La fine della Cecoslovacchia, 25 anni fa

Oggi nel 1993 si separarono due paesi distinti, che insieme avevano avuto una storia importante e tormentata

Una manifestazione in piazza Venceslao a Praga in sostegno di Vaclav Havel e della caduta del regime comunista, che avverrà il mese successivo, il 22 novembre 1989 (LUBOMIR KOTEK/AFP/Getty Images)
Una manifestazione in piazza Venceslao a Praga in sostegno di Vaclav Havel e della caduta del regime comunista, che avverrà il mese successivo, il 22 novembre 1989 (LUBOMIR KOTEK/AFP/Getty Images)

La Cecoslovacchia, nazione europea familiare ad almeno tre precedenti generazioni, è scomparsa ormai da 25 anni: si sciolse il primo gennaio 1993 per scelta del parlamento che aveva ratificato con un voto il 25 novembre precedente le divisioni nazionali tra cechi e slovacchi al proprio interno, cresciute dopo la dissoluzione del blocco comunista filosovietico di cui la Cecoslovacchia faceva parte. Dal 1993 esistono due nazioni, la Repubblica Ceca (meno comunemente chiamata Cechia negli ultimi anni) e la Slovacchia.

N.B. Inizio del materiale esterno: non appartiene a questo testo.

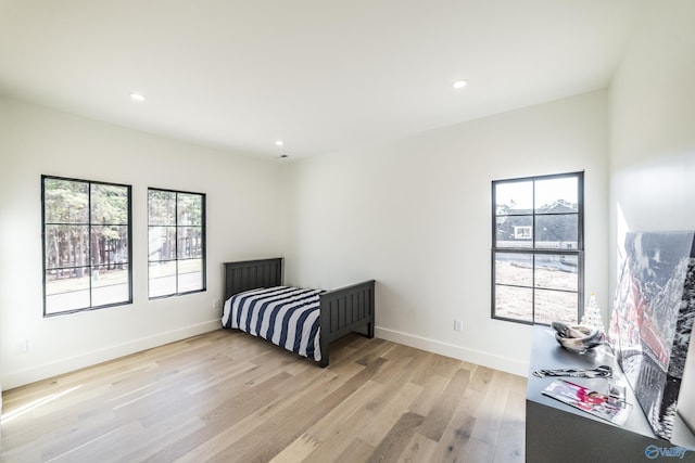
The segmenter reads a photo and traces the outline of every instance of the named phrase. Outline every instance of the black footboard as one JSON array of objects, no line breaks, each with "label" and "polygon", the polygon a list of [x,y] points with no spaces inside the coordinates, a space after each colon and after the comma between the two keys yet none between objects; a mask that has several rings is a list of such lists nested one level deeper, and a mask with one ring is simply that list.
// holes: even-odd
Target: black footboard
[{"label": "black footboard", "polygon": [[328,365],[332,340],[361,329],[374,337],[374,288],[375,281],[370,280],[321,295],[321,368]]},{"label": "black footboard", "polygon": [[[225,299],[235,294],[282,284],[282,259],[225,262]],[[375,281],[329,291],[320,296],[320,366],[328,365],[331,342],[352,332],[374,337]]]}]

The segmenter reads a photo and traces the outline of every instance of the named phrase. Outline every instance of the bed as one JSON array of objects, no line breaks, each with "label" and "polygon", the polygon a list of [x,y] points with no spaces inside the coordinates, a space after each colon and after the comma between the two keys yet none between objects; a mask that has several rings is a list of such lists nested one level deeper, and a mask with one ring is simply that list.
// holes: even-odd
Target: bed
[{"label": "bed", "polygon": [[224,327],[263,337],[321,368],[331,342],[352,332],[374,337],[374,280],[333,291],[296,288],[282,285],[281,258],[224,267]]}]

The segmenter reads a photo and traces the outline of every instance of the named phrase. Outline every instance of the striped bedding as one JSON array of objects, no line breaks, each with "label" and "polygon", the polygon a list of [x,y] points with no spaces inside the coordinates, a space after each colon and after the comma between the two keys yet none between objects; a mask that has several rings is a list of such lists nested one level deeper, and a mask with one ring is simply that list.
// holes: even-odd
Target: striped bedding
[{"label": "striped bedding", "polygon": [[323,292],[275,286],[236,294],[225,301],[222,324],[320,361],[318,307]]}]

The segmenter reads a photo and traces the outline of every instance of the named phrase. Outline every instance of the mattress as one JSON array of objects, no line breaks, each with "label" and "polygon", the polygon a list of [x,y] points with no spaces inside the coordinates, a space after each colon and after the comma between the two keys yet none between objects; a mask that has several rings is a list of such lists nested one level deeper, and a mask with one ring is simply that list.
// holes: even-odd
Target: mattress
[{"label": "mattress", "polygon": [[239,293],[225,301],[222,324],[320,361],[319,295],[323,292],[275,286]]}]

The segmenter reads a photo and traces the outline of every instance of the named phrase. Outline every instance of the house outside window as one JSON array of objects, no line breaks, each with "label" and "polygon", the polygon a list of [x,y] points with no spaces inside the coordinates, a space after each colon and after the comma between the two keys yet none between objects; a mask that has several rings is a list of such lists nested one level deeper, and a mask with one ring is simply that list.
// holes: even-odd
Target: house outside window
[{"label": "house outside window", "polygon": [[492,182],[493,318],[578,322],[583,215],[583,172]]},{"label": "house outside window", "polygon": [[205,195],[148,190],[149,297],[205,291]]},{"label": "house outside window", "polygon": [[132,303],[130,187],[41,176],[43,316]]}]

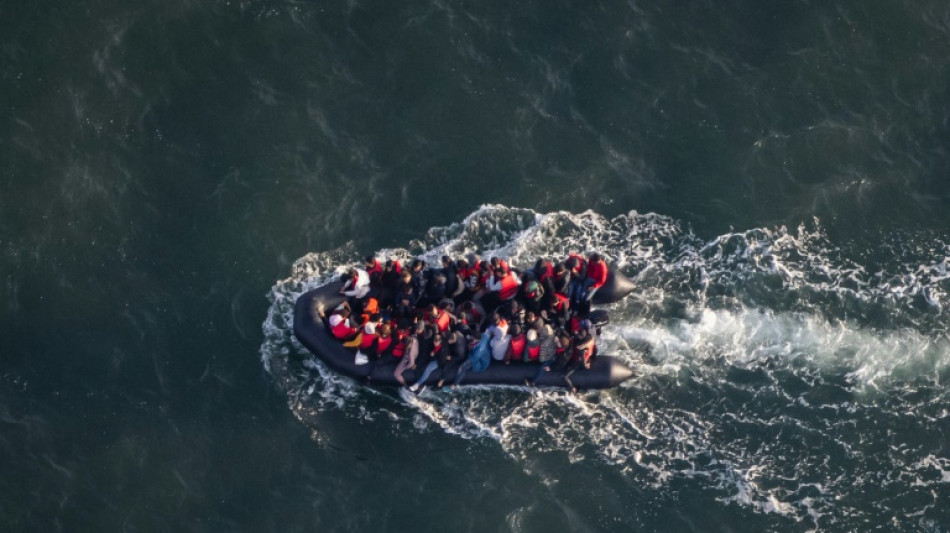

Anche la nascita della Cecoslovacchia ha un anniversario rotondo che ricorre quest’anno: i cento anni dalla sua creazione (nell’ottobre 1918), seguita alla dissoluzione – dopo la Prima guerra mondiale – dell’Impero Austro-Ungarico di cui facevano parte le regioni rivendicate dai nazionalisti cechi, alleati con gli slovacchi nella creazione di un nuovo stato. La maggioranza ceca impose da allora un’idea di un solo stato nazionale in cui altre minoranze – a cominciare di quella slovacca – si sentirono poi spesso discriminate: ma tra le due guerre crebbe una democrazia progressista stabile. Dopo l’invasione nazista nel 1939 la Cecoslovacchia fu smembrata tra altri stati vicini, ma venne ricostituita alla fine della Seconda Guerra Mondiale, e assegnata all’area di influenza politica dell’Unione Sovietica.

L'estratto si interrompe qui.